IKEA Effect

QUOTE

Dan Ariely once said…

“Labor leads to love.”

(American behavioral economist)

CONCEPT

IKEA Effect

The IKEA Effect is a cognitive bias in which people place disproportionately high value on products or outcomes they helped create, even if the result is flawed or inferior.

The name comes from the Swedish furniture giant IKEA, where customers assemble their own furniture—often with frustration, but also with pride.

The key insight is this: effort creates attachment. When we labor over something, we tend to see it as more valuable, not necessarily because it *is*, but because we made it.
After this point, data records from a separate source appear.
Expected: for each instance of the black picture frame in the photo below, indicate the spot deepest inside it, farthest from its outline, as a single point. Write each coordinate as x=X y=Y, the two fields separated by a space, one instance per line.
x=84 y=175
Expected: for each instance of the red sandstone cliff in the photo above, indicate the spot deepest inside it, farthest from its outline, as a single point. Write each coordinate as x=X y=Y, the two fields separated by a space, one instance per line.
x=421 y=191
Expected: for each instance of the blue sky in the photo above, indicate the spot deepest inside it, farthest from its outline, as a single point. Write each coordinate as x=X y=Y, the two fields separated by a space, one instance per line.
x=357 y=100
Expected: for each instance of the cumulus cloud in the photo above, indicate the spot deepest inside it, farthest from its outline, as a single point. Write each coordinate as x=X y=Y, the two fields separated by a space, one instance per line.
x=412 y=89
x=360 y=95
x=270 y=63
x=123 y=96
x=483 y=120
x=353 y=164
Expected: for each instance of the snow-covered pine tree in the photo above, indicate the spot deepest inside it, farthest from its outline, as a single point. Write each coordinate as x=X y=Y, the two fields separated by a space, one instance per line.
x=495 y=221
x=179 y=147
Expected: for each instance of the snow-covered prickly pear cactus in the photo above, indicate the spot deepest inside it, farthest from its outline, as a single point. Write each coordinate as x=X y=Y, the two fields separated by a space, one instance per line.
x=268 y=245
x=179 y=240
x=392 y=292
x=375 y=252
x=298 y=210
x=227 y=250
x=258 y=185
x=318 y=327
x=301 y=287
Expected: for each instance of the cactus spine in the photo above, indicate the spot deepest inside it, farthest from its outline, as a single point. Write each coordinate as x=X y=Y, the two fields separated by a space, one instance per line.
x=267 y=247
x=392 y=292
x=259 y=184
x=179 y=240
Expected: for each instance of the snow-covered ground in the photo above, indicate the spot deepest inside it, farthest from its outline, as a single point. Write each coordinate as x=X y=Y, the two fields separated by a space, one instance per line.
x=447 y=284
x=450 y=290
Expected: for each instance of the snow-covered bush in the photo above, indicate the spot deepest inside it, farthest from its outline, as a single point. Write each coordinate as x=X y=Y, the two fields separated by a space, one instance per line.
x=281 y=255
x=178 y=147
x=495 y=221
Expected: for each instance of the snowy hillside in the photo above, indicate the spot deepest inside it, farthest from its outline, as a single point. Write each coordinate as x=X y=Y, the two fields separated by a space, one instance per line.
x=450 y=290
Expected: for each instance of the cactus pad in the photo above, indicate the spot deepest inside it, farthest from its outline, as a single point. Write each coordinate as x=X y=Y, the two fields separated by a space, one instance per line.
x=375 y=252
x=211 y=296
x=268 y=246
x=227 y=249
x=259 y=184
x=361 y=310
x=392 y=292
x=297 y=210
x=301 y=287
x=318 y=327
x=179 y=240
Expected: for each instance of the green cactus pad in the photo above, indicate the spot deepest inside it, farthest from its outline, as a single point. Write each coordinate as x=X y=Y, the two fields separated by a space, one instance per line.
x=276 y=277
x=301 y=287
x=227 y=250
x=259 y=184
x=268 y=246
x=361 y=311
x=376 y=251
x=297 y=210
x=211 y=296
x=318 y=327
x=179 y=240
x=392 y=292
People commit more deeply to what they help shape.

STORY

Just Add … More Ingredients?

Betty Crocker, the iconic American baking brand, had once revolutionized convenience with its “just add water” cake mixes.
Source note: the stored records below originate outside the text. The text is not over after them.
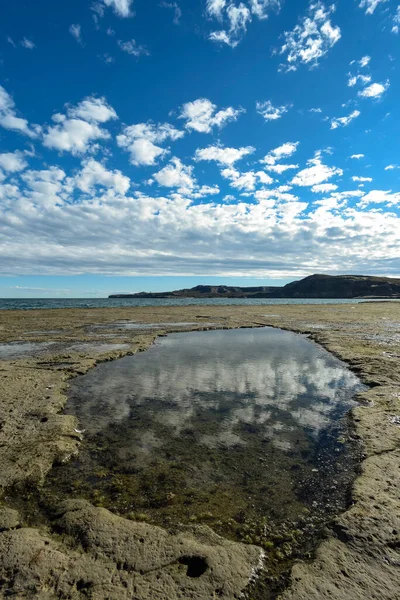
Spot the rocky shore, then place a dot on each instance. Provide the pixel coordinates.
(89, 552)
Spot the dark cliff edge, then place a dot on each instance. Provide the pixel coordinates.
(314, 286)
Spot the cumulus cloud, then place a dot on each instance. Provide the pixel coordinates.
(312, 38)
(176, 8)
(93, 109)
(142, 141)
(324, 188)
(364, 61)
(74, 135)
(105, 232)
(13, 162)
(94, 174)
(361, 179)
(215, 8)
(237, 17)
(270, 112)
(76, 32)
(223, 155)
(246, 181)
(279, 169)
(132, 48)
(315, 173)
(344, 121)
(123, 8)
(77, 131)
(354, 79)
(28, 44)
(375, 90)
(370, 5)
(283, 151)
(202, 115)
(396, 21)
(381, 197)
(10, 120)
(176, 175)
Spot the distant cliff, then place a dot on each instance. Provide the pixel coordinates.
(314, 286)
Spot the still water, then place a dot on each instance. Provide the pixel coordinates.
(243, 430)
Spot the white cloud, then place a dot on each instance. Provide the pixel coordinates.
(375, 90)
(176, 8)
(270, 112)
(222, 155)
(370, 5)
(142, 141)
(74, 135)
(361, 179)
(315, 173)
(344, 121)
(324, 188)
(246, 181)
(396, 21)
(76, 32)
(12, 162)
(381, 197)
(279, 169)
(9, 119)
(95, 174)
(283, 151)
(77, 131)
(131, 47)
(28, 44)
(312, 38)
(222, 37)
(201, 115)
(354, 79)
(121, 7)
(47, 226)
(176, 174)
(260, 8)
(215, 8)
(93, 110)
(237, 17)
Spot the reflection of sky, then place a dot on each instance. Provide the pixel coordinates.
(276, 380)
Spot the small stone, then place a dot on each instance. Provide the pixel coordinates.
(9, 519)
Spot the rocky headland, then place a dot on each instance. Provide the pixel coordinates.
(83, 551)
(314, 286)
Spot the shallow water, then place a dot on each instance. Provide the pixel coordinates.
(43, 303)
(233, 428)
(132, 325)
(22, 349)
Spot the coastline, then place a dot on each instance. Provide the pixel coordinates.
(361, 555)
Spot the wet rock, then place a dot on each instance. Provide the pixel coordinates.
(9, 519)
(115, 558)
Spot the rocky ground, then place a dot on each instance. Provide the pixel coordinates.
(89, 552)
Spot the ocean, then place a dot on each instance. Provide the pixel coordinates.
(46, 303)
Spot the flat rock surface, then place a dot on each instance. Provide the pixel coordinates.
(99, 555)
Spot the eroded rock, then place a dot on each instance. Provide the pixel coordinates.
(112, 558)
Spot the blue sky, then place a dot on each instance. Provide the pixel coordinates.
(148, 145)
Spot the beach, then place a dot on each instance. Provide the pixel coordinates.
(359, 556)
Introduced in the 1950s, these mixes were a marvel of post-war food science: shelf-stable, foolproof, and fast. But by the early 2000s, sales of boxed cake mixes began to plateau, and market researchers uncovered a surprising reason.
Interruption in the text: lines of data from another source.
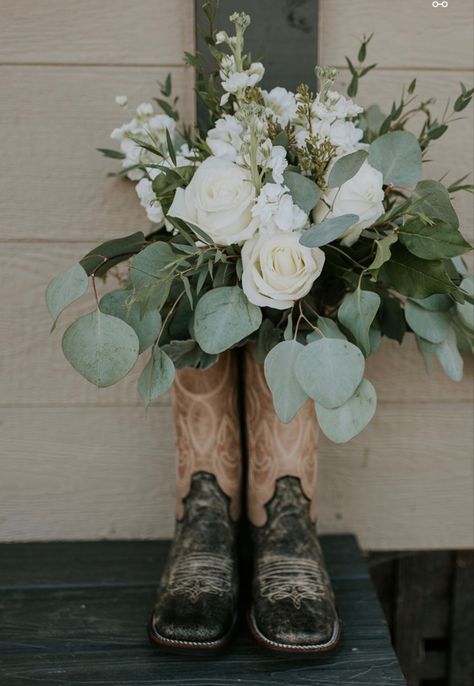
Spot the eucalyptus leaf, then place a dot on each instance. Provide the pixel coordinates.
(432, 326)
(427, 351)
(450, 357)
(223, 317)
(466, 309)
(412, 276)
(397, 155)
(328, 328)
(65, 288)
(147, 327)
(303, 190)
(346, 167)
(279, 368)
(100, 347)
(432, 199)
(328, 230)
(435, 303)
(110, 253)
(329, 370)
(438, 241)
(157, 377)
(383, 250)
(188, 354)
(342, 423)
(357, 312)
(151, 264)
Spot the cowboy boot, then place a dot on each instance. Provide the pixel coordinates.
(196, 604)
(293, 606)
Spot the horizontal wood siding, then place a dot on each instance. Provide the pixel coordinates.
(81, 463)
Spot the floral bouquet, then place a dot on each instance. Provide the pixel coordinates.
(296, 222)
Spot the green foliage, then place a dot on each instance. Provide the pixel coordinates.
(449, 357)
(328, 230)
(65, 288)
(110, 253)
(412, 276)
(432, 241)
(398, 156)
(304, 192)
(430, 325)
(346, 167)
(342, 423)
(223, 318)
(329, 370)
(431, 199)
(288, 396)
(157, 377)
(147, 326)
(100, 347)
(356, 313)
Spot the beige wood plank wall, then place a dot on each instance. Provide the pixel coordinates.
(80, 463)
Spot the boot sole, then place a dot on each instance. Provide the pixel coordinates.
(294, 648)
(198, 648)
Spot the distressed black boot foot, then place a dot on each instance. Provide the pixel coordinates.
(293, 608)
(196, 604)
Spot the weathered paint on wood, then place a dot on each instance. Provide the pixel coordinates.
(79, 615)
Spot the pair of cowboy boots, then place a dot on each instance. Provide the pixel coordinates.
(293, 607)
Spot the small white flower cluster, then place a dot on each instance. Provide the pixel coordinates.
(148, 126)
(332, 115)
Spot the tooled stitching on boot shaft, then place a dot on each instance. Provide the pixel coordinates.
(276, 449)
(205, 405)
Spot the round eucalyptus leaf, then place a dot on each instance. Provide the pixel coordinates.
(147, 327)
(466, 309)
(304, 191)
(356, 313)
(329, 370)
(157, 377)
(343, 423)
(397, 155)
(432, 326)
(449, 356)
(100, 347)
(223, 317)
(279, 368)
(66, 287)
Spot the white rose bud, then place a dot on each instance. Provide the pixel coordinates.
(361, 195)
(278, 270)
(219, 200)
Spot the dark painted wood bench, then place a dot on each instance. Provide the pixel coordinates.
(75, 613)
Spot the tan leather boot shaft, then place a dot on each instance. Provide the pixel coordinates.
(275, 449)
(206, 413)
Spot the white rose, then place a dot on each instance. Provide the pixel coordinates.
(277, 269)
(361, 195)
(225, 139)
(218, 199)
(281, 104)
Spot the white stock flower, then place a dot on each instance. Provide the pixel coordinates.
(281, 104)
(219, 200)
(149, 201)
(361, 195)
(345, 136)
(335, 106)
(145, 125)
(276, 211)
(234, 81)
(278, 270)
(225, 139)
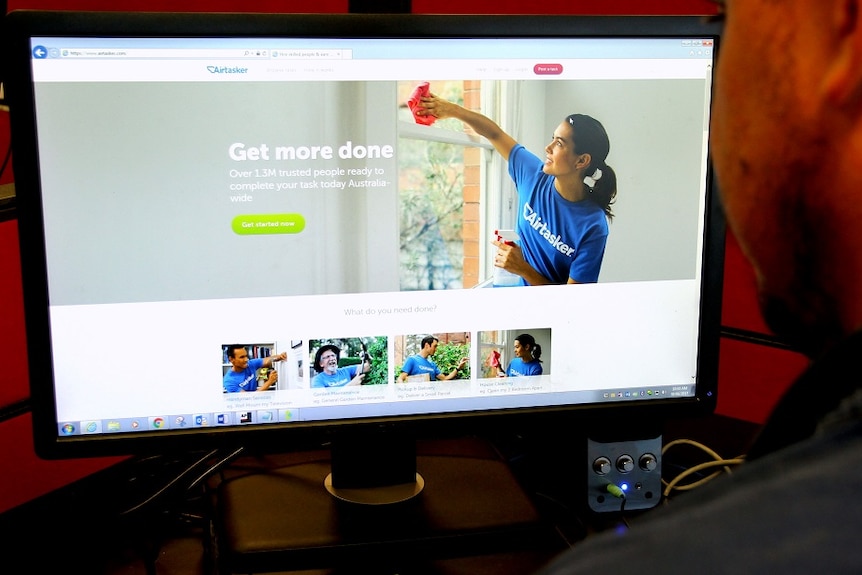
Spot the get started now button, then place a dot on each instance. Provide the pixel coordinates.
(548, 69)
(258, 224)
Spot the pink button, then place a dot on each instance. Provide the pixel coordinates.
(548, 69)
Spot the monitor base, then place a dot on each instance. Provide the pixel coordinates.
(285, 519)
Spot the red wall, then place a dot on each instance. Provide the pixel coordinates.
(751, 376)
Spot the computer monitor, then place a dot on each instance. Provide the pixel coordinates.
(187, 182)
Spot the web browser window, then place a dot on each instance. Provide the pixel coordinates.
(280, 194)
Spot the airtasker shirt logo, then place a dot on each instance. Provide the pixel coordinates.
(537, 223)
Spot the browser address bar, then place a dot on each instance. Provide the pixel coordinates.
(232, 53)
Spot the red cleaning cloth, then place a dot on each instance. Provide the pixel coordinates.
(413, 102)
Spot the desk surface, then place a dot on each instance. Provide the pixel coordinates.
(82, 524)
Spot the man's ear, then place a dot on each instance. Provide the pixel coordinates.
(843, 77)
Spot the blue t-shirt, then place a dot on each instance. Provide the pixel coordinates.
(560, 239)
(340, 378)
(245, 380)
(417, 365)
(518, 367)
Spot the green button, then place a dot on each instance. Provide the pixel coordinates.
(257, 224)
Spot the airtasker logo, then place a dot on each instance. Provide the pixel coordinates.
(227, 70)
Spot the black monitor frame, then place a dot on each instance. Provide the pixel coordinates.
(48, 444)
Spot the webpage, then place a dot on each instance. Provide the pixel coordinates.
(279, 195)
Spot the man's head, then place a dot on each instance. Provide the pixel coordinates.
(237, 355)
(326, 358)
(787, 142)
(429, 345)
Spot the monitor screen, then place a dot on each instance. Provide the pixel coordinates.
(242, 226)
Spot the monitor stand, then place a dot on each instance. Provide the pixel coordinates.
(299, 511)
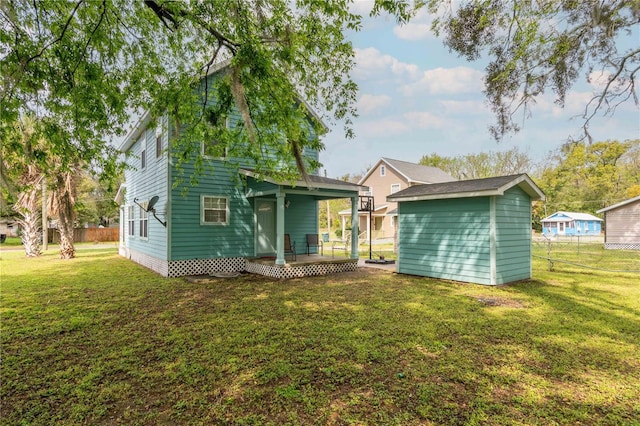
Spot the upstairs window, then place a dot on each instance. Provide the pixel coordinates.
(144, 221)
(131, 221)
(214, 210)
(143, 152)
(215, 148)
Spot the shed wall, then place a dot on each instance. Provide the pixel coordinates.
(623, 226)
(448, 239)
(513, 236)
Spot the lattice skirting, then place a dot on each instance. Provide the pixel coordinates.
(622, 246)
(301, 270)
(178, 268)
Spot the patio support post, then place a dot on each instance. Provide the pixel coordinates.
(354, 227)
(280, 260)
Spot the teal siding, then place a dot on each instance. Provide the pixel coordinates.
(192, 240)
(446, 239)
(301, 218)
(144, 184)
(513, 236)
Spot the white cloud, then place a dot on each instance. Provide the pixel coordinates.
(371, 62)
(424, 120)
(599, 79)
(446, 81)
(369, 103)
(464, 107)
(381, 128)
(419, 28)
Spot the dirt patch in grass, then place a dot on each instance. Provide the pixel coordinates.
(500, 302)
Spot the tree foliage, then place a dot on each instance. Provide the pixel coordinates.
(587, 177)
(534, 47)
(482, 165)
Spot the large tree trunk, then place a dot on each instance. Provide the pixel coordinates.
(65, 195)
(28, 207)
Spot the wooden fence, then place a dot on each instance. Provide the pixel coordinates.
(83, 235)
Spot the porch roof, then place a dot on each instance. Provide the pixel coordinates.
(318, 186)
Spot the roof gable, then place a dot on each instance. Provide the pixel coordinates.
(621, 204)
(469, 188)
(412, 172)
(568, 216)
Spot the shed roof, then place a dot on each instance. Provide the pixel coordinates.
(621, 204)
(413, 173)
(569, 216)
(469, 188)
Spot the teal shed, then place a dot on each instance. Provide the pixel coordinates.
(476, 231)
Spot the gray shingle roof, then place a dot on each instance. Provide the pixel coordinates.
(418, 172)
(468, 188)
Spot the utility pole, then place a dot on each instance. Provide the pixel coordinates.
(45, 226)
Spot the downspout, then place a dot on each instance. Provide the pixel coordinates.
(492, 240)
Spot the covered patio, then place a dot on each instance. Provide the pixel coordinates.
(291, 208)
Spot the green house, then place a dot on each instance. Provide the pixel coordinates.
(476, 231)
(231, 220)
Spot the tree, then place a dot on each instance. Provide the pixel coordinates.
(86, 65)
(482, 165)
(539, 46)
(22, 175)
(586, 177)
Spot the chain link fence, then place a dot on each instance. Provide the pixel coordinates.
(586, 252)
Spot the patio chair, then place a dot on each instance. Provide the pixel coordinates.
(288, 247)
(344, 244)
(314, 241)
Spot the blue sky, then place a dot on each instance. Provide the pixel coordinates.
(417, 98)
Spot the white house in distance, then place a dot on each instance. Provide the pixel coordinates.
(387, 177)
(622, 225)
(571, 223)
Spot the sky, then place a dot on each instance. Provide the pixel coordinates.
(416, 98)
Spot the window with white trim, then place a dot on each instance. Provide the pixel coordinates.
(143, 152)
(159, 146)
(214, 210)
(215, 148)
(131, 220)
(144, 222)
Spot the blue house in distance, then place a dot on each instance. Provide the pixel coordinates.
(571, 223)
(232, 220)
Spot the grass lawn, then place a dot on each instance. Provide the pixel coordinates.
(101, 340)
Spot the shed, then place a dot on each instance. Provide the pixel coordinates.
(476, 231)
(622, 225)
Consumers—especially home bakers—felt emotionally disconnected from the process.

They didn’t feel like they were really baking. Pouring powder into a bowl and adding water felt like cheating, and when the cake came out, they didn’t feel pride. They didn’t value the cake as their own.

In response, Betty Crocker quietly changed the formula.

Instead of “just add water,” the new instructions read: add eggs, oil, and water. It was a tiny shift, requiring slightly more effort.

Sales recovered. Customer satisfaction rose. People once again bragged about “making” a cake.

With a tiny shift, consumers felt like co-creators, not just users. Adding eggs and oil made them part of the process. They cracked, stirred, and poured—small acts that reintroduced a sense of ownership.

What Betty Crocker learned wasn’t about baking. It was about identity. When people participate in the making of something, they don't just produce a product—they produce meaning.

And sometimes, adding an egg is all it takes to make a cake your own.